Militants from the Turkey-backed Free Syrian Army (FSA) sold an armored vehicle belonging to the Turkish military to the Islamic State in Iraq and the Levant (ISIL), the Birgün daily reported on Wednesday.
According to the report, videos acquired by the daily show FSA militants selling or handing over an armored vehicle to ISIL militants.
The armored vehicle was used by the Turkish army in Operation Euphrates Shield in northern Syria, which ended in late March.
Birgün claimed that a tank with the tag number 243768, worth over $600,000, was first seen with a FSA militant in a video and later in a different ISIL video in which an ISIL member points to the vehicle and says “booty.”
According to Birgün, Turkey’s General Staff has launched an investigation into the incident but no results have yet been obtained.

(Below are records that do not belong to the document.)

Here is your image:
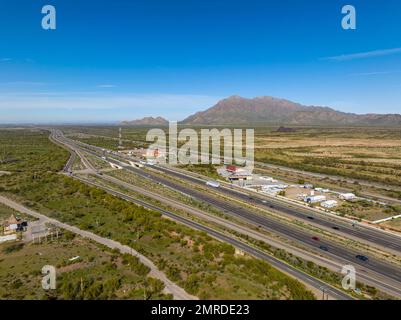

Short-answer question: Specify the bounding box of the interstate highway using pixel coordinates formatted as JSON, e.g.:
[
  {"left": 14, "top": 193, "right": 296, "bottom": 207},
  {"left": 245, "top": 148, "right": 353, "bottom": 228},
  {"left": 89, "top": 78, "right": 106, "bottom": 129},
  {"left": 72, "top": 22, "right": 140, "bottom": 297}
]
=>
[
  {"left": 50, "top": 130, "right": 401, "bottom": 295},
  {"left": 154, "top": 165, "right": 401, "bottom": 253},
  {"left": 72, "top": 174, "right": 353, "bottom": 300},
  {"left": 56, "top": 129, "right": 401, "bottom": 254}
]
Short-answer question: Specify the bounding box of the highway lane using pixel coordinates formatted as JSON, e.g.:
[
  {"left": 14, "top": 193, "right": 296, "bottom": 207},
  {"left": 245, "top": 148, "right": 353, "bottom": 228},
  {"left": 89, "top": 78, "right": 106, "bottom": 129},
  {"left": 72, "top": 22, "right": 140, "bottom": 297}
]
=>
[
  {"left": 118, "top": 164, "right": 401, "bottom": 287},
  {"left": 63, "top": 152, "right": 76, "bottom": 172},
  {"left": 72, "top": 174, "right": 353, "bottom": 300},
  {"left": 50, "top": 130, "right": 401, "bottom": 295},
  {"left": 154, "top": 165, "right": 401, "bottom": 253},
  {"left": 89, "top": 171, "right": 401, "bottom": 297},
  {"left": 59, "top": 131, "right": 401, "bottom": 254}
]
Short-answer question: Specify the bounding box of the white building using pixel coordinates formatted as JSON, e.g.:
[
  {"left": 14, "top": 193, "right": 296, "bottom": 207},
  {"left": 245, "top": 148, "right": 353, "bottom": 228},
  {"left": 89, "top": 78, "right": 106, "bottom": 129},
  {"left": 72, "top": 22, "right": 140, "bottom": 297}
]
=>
[
  {"left": 320, "top": 200, "right": 338, "bottom": 208},
  {"left": 304, "top": 195, "right": 326, "bottom": 204},
  {"left": 339, "top": 193, "right": 356, "bottom": 201},
  {"left": 260, "top": 176, "right": 278, "bottom": 183},
  {"left": 262, "top": 184, "right": 287, "bottom": 190}
]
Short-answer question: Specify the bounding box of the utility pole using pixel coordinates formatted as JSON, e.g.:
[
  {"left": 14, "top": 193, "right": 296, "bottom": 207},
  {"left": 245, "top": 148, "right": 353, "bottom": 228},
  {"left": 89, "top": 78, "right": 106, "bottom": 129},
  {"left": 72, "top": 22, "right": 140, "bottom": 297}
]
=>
[
  {"left": 80, "top": 277, "right": 84, "bottom": 293},
  {"left": 119, "top": 127, "right": 122, "bottom": 149},
  {"left": 320, "top": 286, "right": 328, "bottom": 300}
]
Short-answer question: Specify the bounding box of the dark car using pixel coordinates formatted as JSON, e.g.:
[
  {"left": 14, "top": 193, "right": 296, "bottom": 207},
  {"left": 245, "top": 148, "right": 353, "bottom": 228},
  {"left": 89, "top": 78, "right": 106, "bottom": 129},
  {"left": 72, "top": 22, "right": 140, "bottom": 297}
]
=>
[
  {"left": 312, "top": 236, "right": 320, "bottom": 241},
  {"left": 307, "top": 216, "right": 314, "bottom": 220},
  {"left": 332, "top": 226, "right": 340, "bottom": 230},
  {"left": 356, "top": 255, "right": 369, "bottom": 262},
  {"left": 319, "top": 245, "right": 328, "bottom": 251}
]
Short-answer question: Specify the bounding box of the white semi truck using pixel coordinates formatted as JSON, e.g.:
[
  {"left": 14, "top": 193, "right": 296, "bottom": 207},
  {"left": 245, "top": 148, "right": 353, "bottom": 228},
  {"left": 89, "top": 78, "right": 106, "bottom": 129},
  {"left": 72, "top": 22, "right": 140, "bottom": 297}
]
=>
[{"left": 206, "top": 181, "right": 220, "bottom": 188}]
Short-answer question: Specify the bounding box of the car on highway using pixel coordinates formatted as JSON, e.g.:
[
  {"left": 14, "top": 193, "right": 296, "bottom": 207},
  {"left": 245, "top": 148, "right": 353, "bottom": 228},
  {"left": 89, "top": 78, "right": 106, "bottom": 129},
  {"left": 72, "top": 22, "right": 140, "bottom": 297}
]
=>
[
  {"left": 332, "top": 226, "right": 340, "bottom": 230},
  {"left": 356, "top": 255, "right": 369, "bottom": 262},
  {"left": 319, "top": 245, "right": 328, "bottom": 251},
  {"left": 312, "top": 236, "right": 320, "bottom": 241},
  {"left": 307, "top": 216, "right": 314, "bottom": 220}
]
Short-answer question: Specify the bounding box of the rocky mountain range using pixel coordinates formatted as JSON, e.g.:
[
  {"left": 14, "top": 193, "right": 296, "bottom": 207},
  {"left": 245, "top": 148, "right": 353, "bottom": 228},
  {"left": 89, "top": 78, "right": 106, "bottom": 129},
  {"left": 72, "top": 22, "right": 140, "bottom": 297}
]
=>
[
  {"left": 181, "top": 95, "right": 401, "bottom": 126},
  {"left": 123, "top": 95, "right": 401, "bottom": 126}
]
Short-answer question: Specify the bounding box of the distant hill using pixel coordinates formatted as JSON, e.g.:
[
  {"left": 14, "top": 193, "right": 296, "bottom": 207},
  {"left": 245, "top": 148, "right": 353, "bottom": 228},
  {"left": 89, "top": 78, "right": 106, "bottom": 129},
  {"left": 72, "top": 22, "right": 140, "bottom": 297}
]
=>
[
  {"left": 180, "top": 95, "right": 401, "bottom": 126},
  {"left": 121, "top": 116, "right": 169, "bottom": 126},
  {"left": 276, "top": 126, "right": 296, "bottom": 133}
]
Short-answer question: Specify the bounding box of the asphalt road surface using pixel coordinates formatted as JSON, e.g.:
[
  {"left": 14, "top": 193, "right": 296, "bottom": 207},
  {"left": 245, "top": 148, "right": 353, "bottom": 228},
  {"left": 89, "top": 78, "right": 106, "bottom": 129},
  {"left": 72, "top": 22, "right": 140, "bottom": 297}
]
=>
[{"left": 50, "top": 129, "right": 401, "bottom": 297}]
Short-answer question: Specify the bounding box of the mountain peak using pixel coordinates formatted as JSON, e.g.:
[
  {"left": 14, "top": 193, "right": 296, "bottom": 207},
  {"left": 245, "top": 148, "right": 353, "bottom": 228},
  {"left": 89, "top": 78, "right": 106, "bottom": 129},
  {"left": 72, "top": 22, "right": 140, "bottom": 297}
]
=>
[
  {"left": 225, "top": 95, "right": 245, "bottom": 100},
  {"left": 180, "top": 95, "right": 401, "bottom": 126},
  {"left": 121, "top": 116, "right": 169, "bottom": 126}
]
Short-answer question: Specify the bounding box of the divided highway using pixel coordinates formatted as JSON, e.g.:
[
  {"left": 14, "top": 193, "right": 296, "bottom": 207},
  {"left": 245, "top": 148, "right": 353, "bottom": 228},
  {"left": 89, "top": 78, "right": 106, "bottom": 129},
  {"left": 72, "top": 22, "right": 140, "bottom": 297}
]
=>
[
  {"left": 50, "top": 129, "right": 401, "bottom": 297},
  {"left": 73, "top": 174, "right": 353, "bottom": 300},
  {"left": 156, "top": 165, "right": 401, "bottom": 253},
  {"left": 56, "top": 130, "right": 401, "bottom": 253}
]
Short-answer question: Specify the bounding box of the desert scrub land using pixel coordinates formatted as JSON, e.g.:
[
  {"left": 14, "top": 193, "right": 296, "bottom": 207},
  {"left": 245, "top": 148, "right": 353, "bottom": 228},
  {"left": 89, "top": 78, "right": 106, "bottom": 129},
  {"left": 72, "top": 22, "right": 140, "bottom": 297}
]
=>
[
  {"left": 62, "top": 126, "right": 147, "bottom": 151},
  {"left": 177, "top": 164, "right": 221, "bottom": 180},
  {"left": 0, "top": 231, "right": 169, "bottom": 300},
  {"left": 0, "top": 129, "right": 314, "bottom": 300},
  {"left": 254, "top": 127, "right": 401, "bottom": 188},
  {"left": 383, "top": 218, "right": 401, "bottom": 233},
  {"left": 0, "top": 202, "right": 22, "bottom": 220},
  {"left": 336, "top": 200, "right": 401, "bottom": 221}
]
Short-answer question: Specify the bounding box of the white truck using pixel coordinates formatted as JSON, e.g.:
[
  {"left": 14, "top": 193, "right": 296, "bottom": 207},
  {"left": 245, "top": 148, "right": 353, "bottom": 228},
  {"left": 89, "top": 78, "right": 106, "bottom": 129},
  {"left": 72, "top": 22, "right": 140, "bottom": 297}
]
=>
[{"left": 206, "top": 181, "right": 220, "bottom": 188}]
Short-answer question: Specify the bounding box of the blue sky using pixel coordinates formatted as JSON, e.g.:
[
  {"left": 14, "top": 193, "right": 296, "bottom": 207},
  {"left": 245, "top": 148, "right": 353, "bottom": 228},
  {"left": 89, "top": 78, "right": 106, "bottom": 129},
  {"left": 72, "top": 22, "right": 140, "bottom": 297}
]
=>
[{"left": 0, "top": 0, "right": 401, "bottom": 123}]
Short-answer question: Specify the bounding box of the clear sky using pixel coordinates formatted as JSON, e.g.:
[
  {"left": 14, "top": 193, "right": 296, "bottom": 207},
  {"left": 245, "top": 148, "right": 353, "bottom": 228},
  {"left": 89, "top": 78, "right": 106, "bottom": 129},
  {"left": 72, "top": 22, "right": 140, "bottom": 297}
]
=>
[{"left": 0, "top": 0, "right": 401, "bottom": 123}]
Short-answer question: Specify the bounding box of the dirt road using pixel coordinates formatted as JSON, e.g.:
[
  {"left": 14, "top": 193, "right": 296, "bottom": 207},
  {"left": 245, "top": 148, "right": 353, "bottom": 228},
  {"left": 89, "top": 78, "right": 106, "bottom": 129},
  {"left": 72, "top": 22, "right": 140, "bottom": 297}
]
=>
[{"left": 0, "top": 195, "right": 197, "bottom": 300}]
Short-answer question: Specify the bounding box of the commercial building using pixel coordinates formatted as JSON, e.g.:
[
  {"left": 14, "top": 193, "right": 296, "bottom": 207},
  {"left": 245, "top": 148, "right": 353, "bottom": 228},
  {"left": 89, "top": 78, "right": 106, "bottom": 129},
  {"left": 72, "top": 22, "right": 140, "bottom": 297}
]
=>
[
  {"left": 226, "top": 165, "right": 239, "bottom": 173},
  {"left": 304, "top": 195, "right": 326, "bottom": 204},
  {"left": 339, "top": 193, "right": 356, "bottom": 201},
  {"left": 228, "top": 173, "right": 253, "bottom": 182},
  {"left": 261, "top": 184, "right": 288, "bottom": 195},
  {"left": 260, "top": 176, "right": 278, "bottom": 183},
  {"left": 2, "top": 214, "right": 26, "bottom": 235},
  {"left": 320, "top": 200, "right": 338, "bottom": 208}
]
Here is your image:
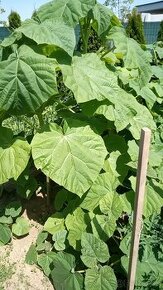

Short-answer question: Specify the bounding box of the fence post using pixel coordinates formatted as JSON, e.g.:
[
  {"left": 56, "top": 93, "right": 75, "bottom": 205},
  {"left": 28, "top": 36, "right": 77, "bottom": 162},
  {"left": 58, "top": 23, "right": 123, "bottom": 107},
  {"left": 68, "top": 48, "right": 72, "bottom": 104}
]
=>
[{"left": 128, "top": 127, "right": 151, "bottom": 290}]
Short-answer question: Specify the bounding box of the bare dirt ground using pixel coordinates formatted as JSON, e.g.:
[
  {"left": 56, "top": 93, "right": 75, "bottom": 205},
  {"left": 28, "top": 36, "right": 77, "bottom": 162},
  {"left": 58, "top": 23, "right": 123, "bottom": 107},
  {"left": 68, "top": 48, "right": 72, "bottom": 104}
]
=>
[{"left": 0, "top": 194, "right": 54, "bottom": 290}]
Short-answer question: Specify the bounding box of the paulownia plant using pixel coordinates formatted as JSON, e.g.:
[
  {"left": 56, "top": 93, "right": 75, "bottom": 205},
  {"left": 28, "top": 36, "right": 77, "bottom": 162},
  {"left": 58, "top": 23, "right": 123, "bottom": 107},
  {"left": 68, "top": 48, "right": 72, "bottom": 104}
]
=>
[{"left": 0, "top": 0, "right": 162, "bottom": 289}]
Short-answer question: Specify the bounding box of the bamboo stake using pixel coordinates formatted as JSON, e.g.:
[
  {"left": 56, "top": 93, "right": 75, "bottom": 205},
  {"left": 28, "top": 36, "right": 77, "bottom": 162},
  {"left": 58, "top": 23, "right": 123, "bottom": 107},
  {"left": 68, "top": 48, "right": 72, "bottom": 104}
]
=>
[{"left": 128, "top": 128, "right": 151, "bottom": 290}]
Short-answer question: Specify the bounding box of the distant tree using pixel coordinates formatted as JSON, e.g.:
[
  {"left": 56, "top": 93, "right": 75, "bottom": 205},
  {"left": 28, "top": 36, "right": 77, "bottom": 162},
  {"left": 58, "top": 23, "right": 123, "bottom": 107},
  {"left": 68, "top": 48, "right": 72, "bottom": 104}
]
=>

A Turkish soldier whose name was not disclosed told Birgün that “the operation was run under very difficult conditions. There was no food and no place to bathe. There was a double standard between our [Turkish Armed Forces] soldiers and the FSA members. They [FSA] had better conditions. Moreover, FSA members sold an armored vehicle. It was ours. Most of the FSA militants were thieves, drug abusers and smugglers.”
Over 70 Turkish soldiers lost their lives during the eight-month-long operation in northern Syria.